Back in 2013 or so when I worked in product development at the International Securities Exchange (ISE), which was the brainchild of E-Trade founder Bill Porter and 1st electronic options exchange, my group had a meeting with this guy who had an idea about creating a new and improved equity volatility measure. The big shift was that he wanted to: make it easier to understand and calculate, and provide a more accurate representation of equity volatility. I'll get back to the second one in a little bit.
The guy was Simon Ho and he had just launched a new company, T3 Index. We were intrigued and while Simon and the group kept in touch over the years it wasn't until 2019 that he and some ISE alumni who had migrated to another options exchange MIAX (Miami International Securities Exchange) launched the SPIKES Volatility Index which paved the way for listing options and ultimately, futures tracking this new volatility measure. Fast forward a few years and the market now has two volatility-focused ETFs from new issuer Convexity Shares.
VIX vs. SPIKES
Before I get into the funds, I want to do a quick review of VIX and compare it to SPIKES, because there are some differences, and they are meaningful. Everybody is familiar with the Cboe Volatility Index, known as VIX, or "the fear index". For years it has been the default representation of equity volatility for US markets. However, if you talk with volatility traders many of them will tell you that VIX has its issues but until something better comes along, they're kind of stuck using it.

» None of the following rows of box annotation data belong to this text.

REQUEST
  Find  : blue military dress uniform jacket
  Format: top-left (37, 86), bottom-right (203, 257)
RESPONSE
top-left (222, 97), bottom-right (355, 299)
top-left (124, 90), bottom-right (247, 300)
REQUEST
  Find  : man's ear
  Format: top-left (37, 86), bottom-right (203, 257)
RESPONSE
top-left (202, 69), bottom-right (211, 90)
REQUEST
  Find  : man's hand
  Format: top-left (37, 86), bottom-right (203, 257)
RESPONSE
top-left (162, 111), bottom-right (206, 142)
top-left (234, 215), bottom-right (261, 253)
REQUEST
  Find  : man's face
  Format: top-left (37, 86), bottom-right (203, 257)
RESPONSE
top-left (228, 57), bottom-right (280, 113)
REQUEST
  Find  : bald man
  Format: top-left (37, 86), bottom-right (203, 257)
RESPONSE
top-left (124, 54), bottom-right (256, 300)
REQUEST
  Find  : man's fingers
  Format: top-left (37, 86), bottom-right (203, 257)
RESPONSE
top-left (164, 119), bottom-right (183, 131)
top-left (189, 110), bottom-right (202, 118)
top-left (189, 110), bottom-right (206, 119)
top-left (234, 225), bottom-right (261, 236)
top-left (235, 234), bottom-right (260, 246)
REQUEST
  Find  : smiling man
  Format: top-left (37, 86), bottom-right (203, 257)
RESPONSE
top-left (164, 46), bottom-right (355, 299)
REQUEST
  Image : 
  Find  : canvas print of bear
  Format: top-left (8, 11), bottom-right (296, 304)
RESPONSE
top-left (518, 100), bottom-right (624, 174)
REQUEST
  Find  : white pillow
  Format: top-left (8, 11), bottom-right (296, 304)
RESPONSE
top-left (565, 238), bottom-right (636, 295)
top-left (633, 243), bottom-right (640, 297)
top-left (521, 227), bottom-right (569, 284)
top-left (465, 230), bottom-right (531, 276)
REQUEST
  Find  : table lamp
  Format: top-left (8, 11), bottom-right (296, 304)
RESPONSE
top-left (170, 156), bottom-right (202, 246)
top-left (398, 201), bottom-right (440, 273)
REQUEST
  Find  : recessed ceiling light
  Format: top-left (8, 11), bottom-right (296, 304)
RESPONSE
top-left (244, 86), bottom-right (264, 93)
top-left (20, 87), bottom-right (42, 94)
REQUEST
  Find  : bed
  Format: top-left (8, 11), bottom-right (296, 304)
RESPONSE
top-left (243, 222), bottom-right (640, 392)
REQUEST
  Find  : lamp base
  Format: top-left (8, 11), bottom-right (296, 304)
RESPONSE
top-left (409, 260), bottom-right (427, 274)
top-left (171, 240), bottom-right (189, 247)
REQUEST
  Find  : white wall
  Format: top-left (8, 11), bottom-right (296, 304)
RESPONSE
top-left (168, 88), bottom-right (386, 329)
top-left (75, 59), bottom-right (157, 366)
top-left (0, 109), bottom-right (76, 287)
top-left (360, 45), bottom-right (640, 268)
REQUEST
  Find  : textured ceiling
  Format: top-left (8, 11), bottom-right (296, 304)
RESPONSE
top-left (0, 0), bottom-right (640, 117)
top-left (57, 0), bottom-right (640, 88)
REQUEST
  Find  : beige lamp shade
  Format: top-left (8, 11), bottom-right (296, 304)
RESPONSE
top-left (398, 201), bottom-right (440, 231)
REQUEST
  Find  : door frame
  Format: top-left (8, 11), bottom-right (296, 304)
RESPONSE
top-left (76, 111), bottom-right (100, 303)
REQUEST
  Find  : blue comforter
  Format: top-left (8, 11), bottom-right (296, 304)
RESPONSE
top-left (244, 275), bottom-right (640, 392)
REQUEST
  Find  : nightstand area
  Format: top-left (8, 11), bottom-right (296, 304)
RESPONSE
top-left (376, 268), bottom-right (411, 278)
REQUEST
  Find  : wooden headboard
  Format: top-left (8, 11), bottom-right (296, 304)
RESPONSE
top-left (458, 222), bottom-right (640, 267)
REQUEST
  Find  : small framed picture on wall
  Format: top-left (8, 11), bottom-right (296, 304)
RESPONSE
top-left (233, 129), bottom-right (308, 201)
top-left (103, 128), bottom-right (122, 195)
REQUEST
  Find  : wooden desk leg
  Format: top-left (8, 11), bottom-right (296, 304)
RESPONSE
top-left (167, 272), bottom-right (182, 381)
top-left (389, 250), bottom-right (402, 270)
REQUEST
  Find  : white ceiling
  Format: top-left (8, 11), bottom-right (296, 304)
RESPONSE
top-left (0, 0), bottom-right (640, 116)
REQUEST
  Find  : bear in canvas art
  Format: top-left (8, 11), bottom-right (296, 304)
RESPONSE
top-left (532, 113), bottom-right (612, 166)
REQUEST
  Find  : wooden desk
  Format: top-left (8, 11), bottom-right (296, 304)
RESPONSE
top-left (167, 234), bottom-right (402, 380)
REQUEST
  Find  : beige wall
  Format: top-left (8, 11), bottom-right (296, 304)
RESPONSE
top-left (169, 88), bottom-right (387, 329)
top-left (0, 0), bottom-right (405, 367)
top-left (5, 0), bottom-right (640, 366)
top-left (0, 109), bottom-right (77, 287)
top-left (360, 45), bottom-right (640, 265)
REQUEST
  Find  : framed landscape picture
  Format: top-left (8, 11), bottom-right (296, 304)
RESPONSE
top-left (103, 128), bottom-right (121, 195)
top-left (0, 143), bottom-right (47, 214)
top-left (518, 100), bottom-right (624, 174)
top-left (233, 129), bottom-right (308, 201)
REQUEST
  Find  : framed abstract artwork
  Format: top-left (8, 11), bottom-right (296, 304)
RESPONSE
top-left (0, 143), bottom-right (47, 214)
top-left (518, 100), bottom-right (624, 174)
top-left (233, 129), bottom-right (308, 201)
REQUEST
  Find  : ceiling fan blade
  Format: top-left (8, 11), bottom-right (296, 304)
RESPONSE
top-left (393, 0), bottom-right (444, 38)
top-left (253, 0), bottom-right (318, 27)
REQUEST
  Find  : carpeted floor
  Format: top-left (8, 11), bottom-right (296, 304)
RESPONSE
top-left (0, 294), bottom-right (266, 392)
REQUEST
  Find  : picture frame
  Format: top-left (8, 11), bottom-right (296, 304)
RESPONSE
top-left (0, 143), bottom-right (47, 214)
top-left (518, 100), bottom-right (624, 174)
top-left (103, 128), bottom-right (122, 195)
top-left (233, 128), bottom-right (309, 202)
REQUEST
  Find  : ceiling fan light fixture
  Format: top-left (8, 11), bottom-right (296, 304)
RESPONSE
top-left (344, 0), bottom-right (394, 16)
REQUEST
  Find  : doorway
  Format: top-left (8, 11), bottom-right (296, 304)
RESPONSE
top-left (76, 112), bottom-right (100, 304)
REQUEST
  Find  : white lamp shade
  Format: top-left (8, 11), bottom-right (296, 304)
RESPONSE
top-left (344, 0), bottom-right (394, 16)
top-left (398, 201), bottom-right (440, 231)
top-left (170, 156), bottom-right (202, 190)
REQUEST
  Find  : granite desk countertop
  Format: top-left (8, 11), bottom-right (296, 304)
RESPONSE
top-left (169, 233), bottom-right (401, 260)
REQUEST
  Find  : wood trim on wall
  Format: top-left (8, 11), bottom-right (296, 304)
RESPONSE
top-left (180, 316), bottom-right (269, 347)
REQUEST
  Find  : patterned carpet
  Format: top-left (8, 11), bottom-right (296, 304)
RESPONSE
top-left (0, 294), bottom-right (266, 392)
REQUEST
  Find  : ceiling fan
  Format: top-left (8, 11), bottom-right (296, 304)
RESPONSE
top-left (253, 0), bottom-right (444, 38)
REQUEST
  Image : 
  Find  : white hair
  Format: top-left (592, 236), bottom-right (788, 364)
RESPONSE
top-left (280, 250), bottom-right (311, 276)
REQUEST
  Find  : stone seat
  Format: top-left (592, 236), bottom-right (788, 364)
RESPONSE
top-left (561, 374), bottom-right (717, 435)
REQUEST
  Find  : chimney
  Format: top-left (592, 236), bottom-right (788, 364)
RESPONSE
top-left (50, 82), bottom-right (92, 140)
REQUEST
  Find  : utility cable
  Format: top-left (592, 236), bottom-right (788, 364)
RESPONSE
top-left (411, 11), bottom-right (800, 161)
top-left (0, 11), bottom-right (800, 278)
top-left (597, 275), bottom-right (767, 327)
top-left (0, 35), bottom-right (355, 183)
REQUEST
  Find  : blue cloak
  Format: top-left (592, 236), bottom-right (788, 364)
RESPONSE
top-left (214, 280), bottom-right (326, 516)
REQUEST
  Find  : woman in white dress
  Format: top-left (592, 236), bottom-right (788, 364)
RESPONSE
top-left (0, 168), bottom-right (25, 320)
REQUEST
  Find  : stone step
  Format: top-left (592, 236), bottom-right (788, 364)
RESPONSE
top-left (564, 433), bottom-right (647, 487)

Very quickly, and at a high level, VIX is based on price movements of option contracts based on the S&P 500 Index (SPX). What is important here is that - assuming I'm reading the index methodology correctly - this index takes in a whole range of options and creates a theoretical "average" contract for both the front (nearest) and second (next calendar) month using "midpoint" pricing as opposed to contract last sale prices.
Once these theoretical representations are established, they are weighted on a daily basis to represent a 30-day forward view of equity volatility. If you feel like getting lost in some weeds, here is a link to the VIX methodology
The SPIKES Volatility Index is similar in that it too represents a 30-day forward view of equity volatility but as mentioned earlier, there are some material differences.
The first is that SPIKES values are based on price movements of options on the SPDR S&P 500 ETF Trust (SPY) . It can be argued, successfully from my perspective, that options on SPY are more liquid than options on the underlying index SPX for two reasons:
- SPX options trade only at Cboe while SPY options are traded at Cboe and any of the other 17 or so options exchanges nationwide. This speaks to better opportunities for price discovery.
- Tying into this is that share prices for SPY are roughly 1/10 SPX index levels. This translates into many more SPY options contracts trading daily than SPX contracts, thus providing more opportunities for price discovery on top of the expanded availability.
Another thing to factor in is that as the SPX options franchise is a monopoly it enjoys monopolistic pricing, especially around data items like settlement prices, while SPY options are a truer example of "free markets" in action.
The other big difference between these measures gets back to my second point. Unlike VIX, SPIKES uses prices from actual trades so anyone trying to replicate the index will see a result that will be closer to the index value. While SPIKES also captures a group of contracts around an At-The-Money (ATM) strike price for each month, it sets the price cutoff at $0.05 or $0.04 depending on the month instead of the zero-bid (or ask) threshold for VIX.
This goes a long way toward reducing the impact of some Out-Of-The-Money (OTM) contract trades having a potentially meaningful impact on the index level. There are some other subtleties between the two but again, for a more in-depth look, here is a link to the SPIKES methodology guide. One other difference between the two indexes is that VIX is calculated and disseminated every 15 seconds while SPIKES updates every 100 milliseconds.
The funds that have launched are the 1x SPIKES Futures ETF (SPKX) and the strong ticker game Daily 1.5x SPIKES Futures ETF (SPKY) . The "Daily" in the name of SPKY refers to the daily mark to market and reset of the swap that provides the leverage for this fund.
I've written about the potential compounding effect of daily reset products before and the fund prospectus has some good tables outlining various scenarios that are worth reviewing. The funds track the SPIKE Front 2 Futures Index which is a fairly generic index except for the fact it is calculated using SPIKES futures contracts.
My take on these funds is that volatility is a trader's game so if you want to "express your opinion" on volatility feel free to do so but follow some of the links in this article first to better understand what you're getting yourself into. In other words, if you feel that volatility is an asset class that has a place in your strategy then these funds just may be worth a closer look.